UK rejects calls for Hillsborough-type review of Ballymurphy massacre
The British Government has rejected a call for an independent re-examination of a British Army operation that left 11 people dead in west Belfast more than 40 years ago.
Northern Ireland Secretary Theresa Villiers had been asked to establish a review panel to assess the evidence related to an episode in 1971 that bereaved relatives refer to as the Ballymurphy massacre.
But Ms Villiers today informed the families that the Government had decided not to set up a review, claiming it would not serve the public interest.
Ten people died after being shot by soldiers, among them a Catholic priest and a mother of eight, over three days of gunfire in August 1971 while another man died of a heart attack following an alleged violent confrontation with the troops.

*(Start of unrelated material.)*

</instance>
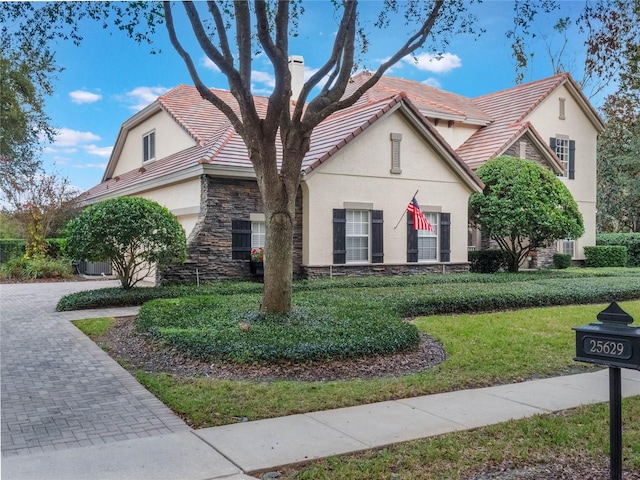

As with Bloody Sunday in Derry six months later, members of the Parachute Regiment were involved in the fatal operation in Ballymurphy.
A new inquest into the 10 deaths caused by gunfire was ordered by Northern Ireland’s Attorney General John Larkin QC in 2011.
The families have also long campaigned for a review panel to be set up by the British Government. They want the probe modelled on the one that re-examined the Hillsborough football stadium disaster.
They wanted the panel to be chaired by former Northern Ireland police ombudsman Nuala O’Loan.
The shootings took place as the British Army moved into republican strongholds in west Belfast to arrest IRA suspects in the wake of the introduction by the Stormont administration of the controversial policy of internment without trial.
Soldiers claimed they had come under attack and had returned fire.
But relatives have demanded an acknowledgement that their loved ones were wrongfully killed.